CHAPTER V

3 1 0
                                    

5

Your son made me a necklace yesterday. When he tied it around my neck, it felt rough against my skin.

I looked in a mirror for the first time ever since you left. And when I did, I couldn't look at the necklace anymore. Simply because I started thinking who was I? Or better, what?

When I was not able to categorize it well: mother, wife (ex), believer, doer, achiever, life giver, helper, lover (of nature, of my children, of this dwelling with strangers, and most of all Guru), I began losing my concentration on things. I messed up some chores.
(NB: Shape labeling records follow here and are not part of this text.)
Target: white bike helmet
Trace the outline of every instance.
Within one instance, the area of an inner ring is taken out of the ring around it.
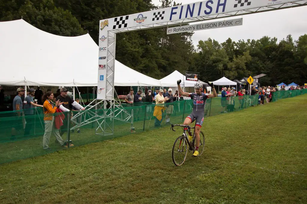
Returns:
[[[203,84],[200,82],[196,82],[194,85],[194,88],[195,89],[200,89],[203,88]]]

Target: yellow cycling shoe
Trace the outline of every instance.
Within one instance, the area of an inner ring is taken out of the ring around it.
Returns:
[[[192,155],[192,157],[197,157],[199,154],[199,153],[198,152],[198,151],[197,150],[195,150],[195,152],[194,152],[194,153]]]

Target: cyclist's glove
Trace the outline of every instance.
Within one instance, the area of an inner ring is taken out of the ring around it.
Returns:
[[[209,85],[211,86],[211,88],[212,89],[214,88],[214,86],[213,85],[213,82],[212,81],[208,81],[208,84],[209,84]]]

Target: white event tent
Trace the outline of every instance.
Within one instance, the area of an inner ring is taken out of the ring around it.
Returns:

I mistakenly put sugar in the Dal for lunch and everybody ate that. Guru noticed, and though I believed she was upset (I secretly wanted her to be upset) she smiled at me with no reason.

I meditated for two days. Yet, nothing.

On the third when I was trying to meditate, I was summoned by Guru, behind the ashram in her garden. The first thing she did was ask me why I was so agitated. When I couldn't reply, she simply said that she had realized that there were things bothering me that were both, in and out of my control. That we often tend to do that.

"Love yourself first," she told me, "as who you are. Whatever you are, or whoever you have been is not your concern. The universe, everything the stars want, will do with it what it concludes it to be."

That was the first time I realized that it didn't matter much whether you were here, or wherever you are now. Perhaps I never was your wife. That title suddenly felt futile. That role didn't sound universal to me anymore. Or any other role, for that matter.

Even when our children grow up, they'll have to be alone. To attend their meditations alone. Go to study alone. Take care of themselves alone.

That my role in their life is temporary— just like yours was in mine. You see? The bigger picture?